Four More Years-of Resistance

By the Editors of Rethinking Schools

Illustrator: Chris Mullen

Illustration: Chris Mullen

Like so many others, Rethinking Schools editors awoke Wednesday morning, November 3, to the discouraging prospect of four more years. Four more years of war. Four more years of hostility to public schools. Four more years of attacks on civil rights, women’s rights, workers’ rights, the environment, and social programs of all kinds. Four more years of homophobia, fear-mongering, and proselytizing.

The danger is that in the face of such enormous power wielded by the president of the United States, we may forget the enormous power that we also wield. Yes, George W. Bush has been elected president for another four years, but his power is not absolute, and especially in the arena of education we have tremendous opportunities to effect change.

Educators often draw a distinction between our classrooms and “real life.” But classrooms are real life. Students really learn in classrooms, they really grow, they really change. Given the enormity of injustice throughout the world, including injustice sponsored by the current administration, teachers need to find new ways to encourage student questioning. We can create communities of conscience and critique. The critical habits of mind that we nurture in our classrooms can stay with students long after they’ve left school. In fact, many Rethinking Schools editors began a lifelong commitment to social justice during similarly grim times: the Nixon administration’s war on Vietnam, Reagan’s proxy wars in Central America, and George H.W. Bush’s attacks on civil rights and worker rights at home. So long as injustice exists, so too the possibility to name it and work to change it exists.

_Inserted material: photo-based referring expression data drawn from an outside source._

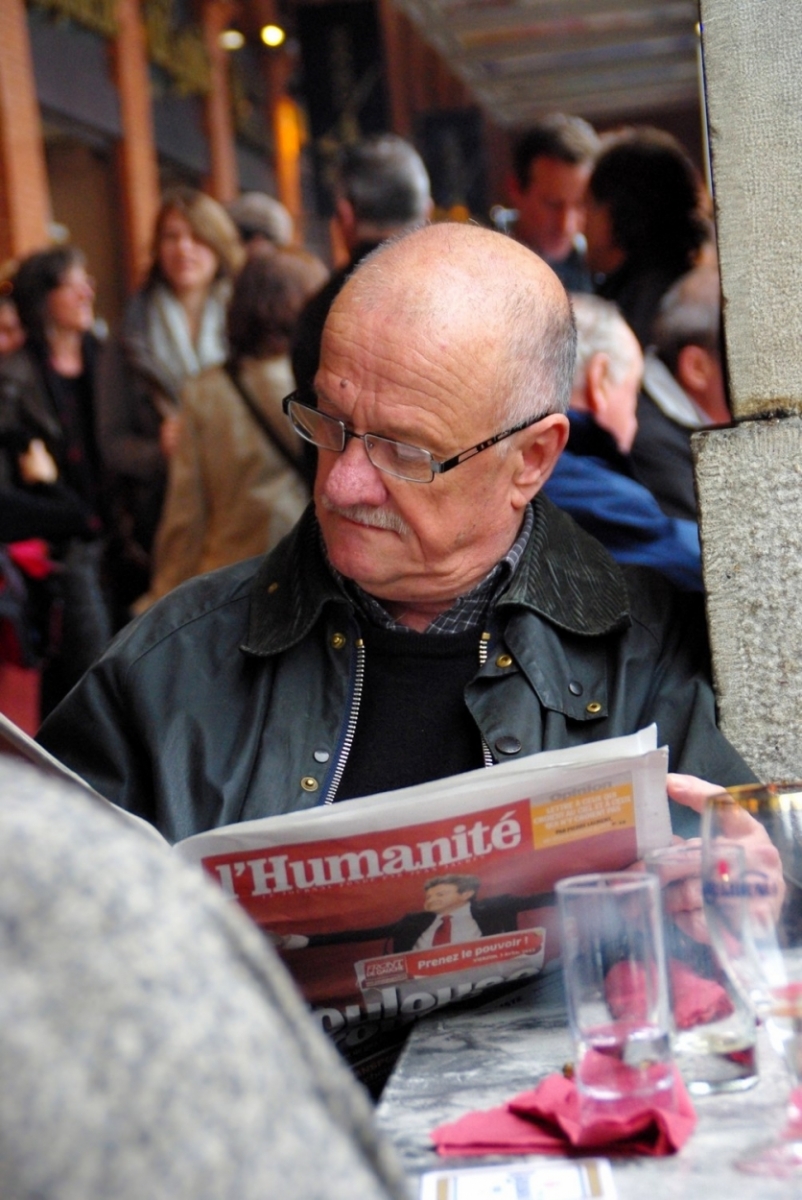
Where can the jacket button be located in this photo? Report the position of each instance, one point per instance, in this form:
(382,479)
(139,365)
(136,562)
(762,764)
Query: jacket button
(508,744)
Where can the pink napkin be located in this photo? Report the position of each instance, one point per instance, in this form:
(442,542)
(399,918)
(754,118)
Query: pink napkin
(696,1000)
(551,1120)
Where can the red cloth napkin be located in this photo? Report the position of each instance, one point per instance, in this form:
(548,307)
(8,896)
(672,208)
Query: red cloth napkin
(696,1000)
(552,1120)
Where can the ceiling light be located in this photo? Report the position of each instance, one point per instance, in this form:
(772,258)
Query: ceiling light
(273,35)
(232,40)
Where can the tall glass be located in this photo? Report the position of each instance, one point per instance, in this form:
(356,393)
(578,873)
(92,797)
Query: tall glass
(614,964)
(752,869)
(713,1025)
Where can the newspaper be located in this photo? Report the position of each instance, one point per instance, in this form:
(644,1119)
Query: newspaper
(349,894)
(353,894)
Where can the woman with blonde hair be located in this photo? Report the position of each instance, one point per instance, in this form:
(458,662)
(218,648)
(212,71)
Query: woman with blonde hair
(173,329)
(238,479)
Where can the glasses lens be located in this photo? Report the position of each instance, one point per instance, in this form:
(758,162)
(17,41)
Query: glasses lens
(316,427)
(400,460)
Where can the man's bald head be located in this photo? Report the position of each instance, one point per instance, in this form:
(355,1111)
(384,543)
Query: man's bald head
(484,292)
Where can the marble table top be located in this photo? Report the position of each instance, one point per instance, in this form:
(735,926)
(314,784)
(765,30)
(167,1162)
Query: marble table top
(460,1061)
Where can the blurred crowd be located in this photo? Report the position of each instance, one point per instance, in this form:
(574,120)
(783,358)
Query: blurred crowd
(132,463)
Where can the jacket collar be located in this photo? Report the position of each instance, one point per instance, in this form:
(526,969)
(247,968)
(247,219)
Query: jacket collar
(564,576)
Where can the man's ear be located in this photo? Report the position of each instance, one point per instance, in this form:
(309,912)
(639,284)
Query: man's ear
(537,457)
(694,369)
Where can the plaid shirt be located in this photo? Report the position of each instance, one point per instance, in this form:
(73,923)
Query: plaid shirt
(468,611)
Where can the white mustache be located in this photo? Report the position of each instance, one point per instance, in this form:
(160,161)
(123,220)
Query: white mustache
(364,514)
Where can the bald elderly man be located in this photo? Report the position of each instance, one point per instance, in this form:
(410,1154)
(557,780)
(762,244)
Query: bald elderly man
(431,612)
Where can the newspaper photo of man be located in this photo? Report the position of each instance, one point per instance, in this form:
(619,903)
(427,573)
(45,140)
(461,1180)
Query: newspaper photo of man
(450,913)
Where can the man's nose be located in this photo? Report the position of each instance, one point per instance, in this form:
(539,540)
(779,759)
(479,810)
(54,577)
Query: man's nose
(353,479)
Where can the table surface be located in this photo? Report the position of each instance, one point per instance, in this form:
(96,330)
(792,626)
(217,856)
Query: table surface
(459,1061)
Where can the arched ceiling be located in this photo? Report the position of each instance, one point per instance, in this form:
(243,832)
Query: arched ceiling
(525,58)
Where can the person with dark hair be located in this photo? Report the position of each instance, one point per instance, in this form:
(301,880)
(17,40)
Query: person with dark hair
(262,221)
(237,480)
(645,222)
(551,166)
(173,329)
(683,389)
(594,479)
(48,454)
(381,189)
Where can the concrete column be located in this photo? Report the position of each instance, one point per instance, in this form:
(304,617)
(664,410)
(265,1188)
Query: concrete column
(749,478)
(137,163)
(222,183)
(24,196)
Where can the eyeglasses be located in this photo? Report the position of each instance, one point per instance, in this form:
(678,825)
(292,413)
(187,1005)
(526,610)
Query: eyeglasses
(393,457)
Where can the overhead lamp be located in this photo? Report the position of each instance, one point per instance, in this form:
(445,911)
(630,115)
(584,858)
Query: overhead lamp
(232,40)
(273,35)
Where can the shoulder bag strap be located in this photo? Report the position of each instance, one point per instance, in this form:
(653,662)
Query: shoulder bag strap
(262,421)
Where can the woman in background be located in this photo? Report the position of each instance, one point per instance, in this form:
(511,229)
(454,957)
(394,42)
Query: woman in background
(646,223)
(173,329)
(49,468)
(237,480)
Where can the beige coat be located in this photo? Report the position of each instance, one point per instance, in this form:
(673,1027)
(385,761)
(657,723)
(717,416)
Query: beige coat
(231,493)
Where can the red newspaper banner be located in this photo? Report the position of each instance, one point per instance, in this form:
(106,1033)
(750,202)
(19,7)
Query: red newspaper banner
(355,917)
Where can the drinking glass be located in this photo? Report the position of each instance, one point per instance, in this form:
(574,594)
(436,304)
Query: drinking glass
(614,964)
(713,1025)
(752,873)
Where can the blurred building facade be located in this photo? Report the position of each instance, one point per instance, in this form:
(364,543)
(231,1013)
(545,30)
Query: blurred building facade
(103,102)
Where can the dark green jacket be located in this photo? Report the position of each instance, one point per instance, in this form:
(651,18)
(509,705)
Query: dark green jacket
(232,697)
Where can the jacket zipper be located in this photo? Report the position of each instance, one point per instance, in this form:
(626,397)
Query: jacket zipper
(484,642)
(353,715)
(351,729)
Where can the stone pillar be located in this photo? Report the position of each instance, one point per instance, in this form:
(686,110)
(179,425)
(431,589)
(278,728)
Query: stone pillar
(223,181)
(24,195)
(137,163)
(749,478)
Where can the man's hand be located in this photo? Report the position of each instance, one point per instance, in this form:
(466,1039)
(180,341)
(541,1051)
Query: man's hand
(758,847)
(36,465)
(289,941)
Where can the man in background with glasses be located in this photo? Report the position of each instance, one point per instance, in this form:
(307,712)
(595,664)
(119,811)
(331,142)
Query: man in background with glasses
(431,612)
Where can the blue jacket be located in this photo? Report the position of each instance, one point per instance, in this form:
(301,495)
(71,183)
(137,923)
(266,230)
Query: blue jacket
(593,483)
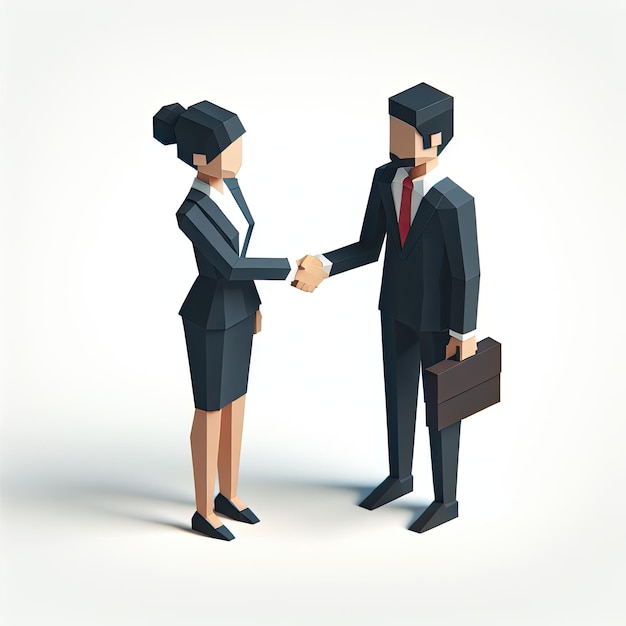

That’s where teachers come in. Bush may be president of the United States of America, but he is not president of our curriculum.

It is more vital than ever that teacher education programs sharpen their vision of critical classroom life. In teacher ed programs, just as in many school districts, No Child Left Behind is suffocating promising pedagogical approaches with a blanket of fear and substituting test-prep for real teaching. Still, there is extraordinary work going on in teacher preparation around the country, and we need to promote, celebrate, and extend these efforts. Here, too, we need to fill up all the political space available, as the great Brazilian educator Paulo Freire urged.

The Bush regime is touting its narrow margin of victory as a “mandate” and has announced plans to aggressively push its agenda—an agenda where the “free market” is proposed as the solution to all social ills. His prescription especially threatens education. For all their inequality, public schools are still authentic expressions of democracy and of our connections with one another. They assert that education is a birthright, that all can learn. They promise that what we teach the next generation should be a matter of public, not private, deliberations. We need to continue to defend public schools and all public institutions—indeed, the very idea of public institutions—as we make them more responsive, more equal, more vital.

Toward this end, educators can play key roles beyond the classroom. We must continue to experiment with new ways to organize school life and make it more responsive to student, social, and ecological needs. We have to keep building alliances between parents and teachers for quality public education and to challenge the standardizers who would reduce schools to test-prep academies. And we need to demand equitable funding for public schools.

Outside the arena of education, we can join broader social movements for justice. Some of us are old enough to remember Richard Nixon’s crushing victory over peace candidate George McGovern in 1972. Nixon easily won a second term, but his “mandate” to pursue the war was trumped by a massive antiwar movement, including agitation within the U.S. military itself. Electoral victories don’t necessarily translate into policy victories.

Despite disappointing results at the polls, this November’s election triggered a tremendous grassroots mobilization. This unprecedented outpouring offers grounds for optimism about similar activism in the coming years. Now is not the time to succumb to cynicism. That’s self-defeating. Change can only come when we act on the assumption that change is possible. Bush is president of the United States, but he is not president of our sense of possibility, our sense of hope.